CUDA: shared memory for matrix multiplication

Shared memory is allocated using the __shared__ qualifier.

　　Related Reading:

CUDA programming interface: run initialization and device memory

　　CUDA programming interface: compatibility with nvcc compiler

　　CUDA programming interface: how to compile CUDA programs with nvcc

　　CUDA programming model: memory hierarchy and heterogeneous programming

　　CUDA programming model: an overview of the kernel and thread hierarchy

As mentioned in the previous article, shared memory should be faster than global memory, the details will be introduced in subsequent articles. Any opportunity to access shared memory instead of global memory should be explored, as shown in the matrix multiplication example below. The following code is a direct implementation of matrix multiplication and does not utilize shared memory. Each thread reads a row of A and a column of B, and then calculates the corresponding element in C, as shown in Figure 1. In this way, A reads B.width times and B reads A.height times.

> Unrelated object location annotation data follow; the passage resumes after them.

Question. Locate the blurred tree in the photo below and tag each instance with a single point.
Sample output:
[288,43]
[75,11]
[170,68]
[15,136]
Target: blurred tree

// Matrices are stored in row-major order:
// M(row, col) = *(M.elements + row * M.width + col) 
typedef struct {
int width;
int height;
float* elements; } Matrix; 
// Thread block size 
#define BLOCK_SIZE 16 
// Forward declaration of the matrix multiplication kernel 
__global__ void MatMulKernel(const Matrix, const Matrix, Matrix); 
// Matrix multiplication - Host code 
// Matrix dimensions are assumed to be multiples of BLOCK_SIZE 
void MatMul(const Matrix A, const Matrix B, Matrix C) { 
   // Load A and B to device memory
   Matrix d_A; d_A.width = A.width;
   d_A.height = A.height;
   size_t size = A.width * A.height * sizeof(float);
   cudaMalloc((void**)&d_A.elements, size); 
   cudaMemcpy(d_A.elements, A.elements, size, cudaMemcpyHostToDevice);
   Matrix d_B; 
   d_B.width = B.width;
   d_B.height = B.height; size = B.width * B.height * sizeof(float);
   cudaMalloc((void**)&d_B.elements, size);
   cudaMemcpy(d_B.elements, B.elements, size, cudaMemcpyHostToDevice);
   // Allocate C in device memory 
   Matrix d_C; 
   d_C.width = C.width;
   d_C.height = C.height;
   size = C.width * C.height * sizeof(float); 
   cudaMalloc((void**)&d_C.elements, size);
   // Invoke kernel
   dim3 dimBlock(BLOCK_SIZE, BLOCK_SIZE);
   dim3 dimGrid(B.width / dimBlock.x, A.height / dimBlock.y);
   MatMulKernel<<<dimGrid, dimBlock>>>(d_A, d_B, d_C);
   // Read C from device memory cudaMemcpy(C.elements, Cd.elements, size, cudaMemcpyDeviceToHost);
   // Free device memory cudaFree(d_A.elements); cudaFree(d_B.elements);
   cudaFree(d_C.elements);
}
// Matrix multiplication kernel called by MatMul() 
__global__ void MatMulKernel(Matrix A, Matrix B, Matrix C) 
{ 
   // Each thread computes one element of C
   // by accumulating results into Cvalue
   float Cvalue = 0;
   int row = blockIdx.y * blockDim.y + threadIdx.y;
   int col = blockIdx.x * blockDim.x + threadIdx.x;
   for (int e = 0; e < A.width; ++e) Cvalue += A.elements[row * A.width + e] * B.elements[e * B.width + col];
   C.elements[row * C.width + col] = Cvalue;
}

　　 CUDA ：

▲ Figure 1 Matrix multiplication without shared memory

The following example code uses shared memory to achieve matrix multiplication. In this implementation, each thread block is responsible for calculating a small square matrix Csub, Csub is a part of C, and each thread in the block calculates an element of Csub. as shown in picture 2. Csub is equal to the product of two rectangular matrices: A's sub-matrix size is (A.width, block_size), row index is the same as Csub, B's sub-matrix size is (block_size, A.width), column index is the same as Csub. In order to satisfy the resources of the device, the two rectangular sub-matrices are divided into square matrices of size block_size, and Csub is the sum of these square matrix products. The calculation of each multiplication is like this. First, two corresponding square matrices are loaded into the shared memory from the global memory. The loading method is that one thread loads one matrix element, and then one thread calculates one element of the product. Each thread accumulates the result of each multiplication and writes it to the register, and then writes it to the global memory after the end.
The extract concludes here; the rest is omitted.